Komme aus NRW und bin 25 Jahre alt.

Ich bin hauptsächlich hier wegen der deutschen Mädels, wie z.B. Annemarie Warnkross, Nazan Eckes, Joey Grit Winkler und viele mehr =)

Grüße

Mugen


----------



## Mandalorianer (27 Sep. 2012)

Herzlich 

 auf dem schönen cb-spray88,,,,


----------



## Sachse (27 Sep. 2012)

welcome on Board _Mugen_, Name sagt mir was


----------



## Padderson (27 Sep. 2012)

Welcome aboard MugenAR und viel Spaß beim stöbern:thumbup:
Das "Mugen" kommt vom Honda?


----------



## Punisher (27 Sep. 2012)

herzlich willkommen


----------



## kayfan02 (28 Sep. 2012)

Hi Mugen, ich kenne Dich wohl auch. 

Herzlich Willkommen und viel Spaß hier.


----------



## General (28 Sep. 2012)

Herzlich Willkommen auf CB


----------



## Pomm (28 Sep. 2012)

Herzlich Willkommen!


----------



## Death Row (28 Sep. 2012)

Ja dich kenne ich noch.
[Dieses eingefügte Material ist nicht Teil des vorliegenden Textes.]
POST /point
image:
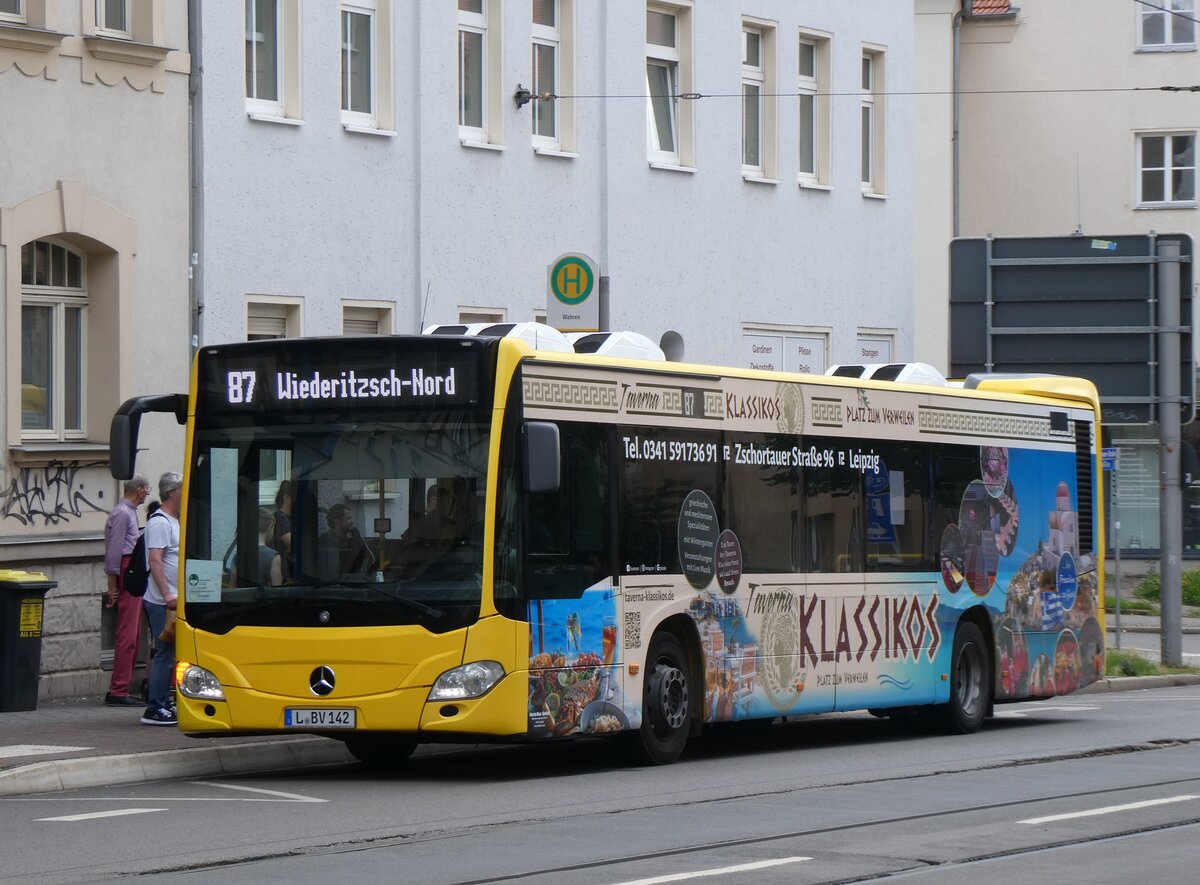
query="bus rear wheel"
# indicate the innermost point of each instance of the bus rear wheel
(970, 684)
(666, 703)
(381, 751)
Hi!


----------



## MugenAR (28 Sep. 2012)

Padderson schrieb:


> Welcome aboard MugenAR und viel Spaß beim stöbern:thumbup:
> Das "Mugen" kommt vom Honda?



nene das kommt aus den kanji und bedeutet unendlichkeit

jap manche kennen aus dem BB


----------



## congo64 (28 Sep. 2012)

Kenne dich zwar nicht, aber wer wegen NAZAN hier ist, den heiße ich allerherzlichst willkommen:thumbup:


----------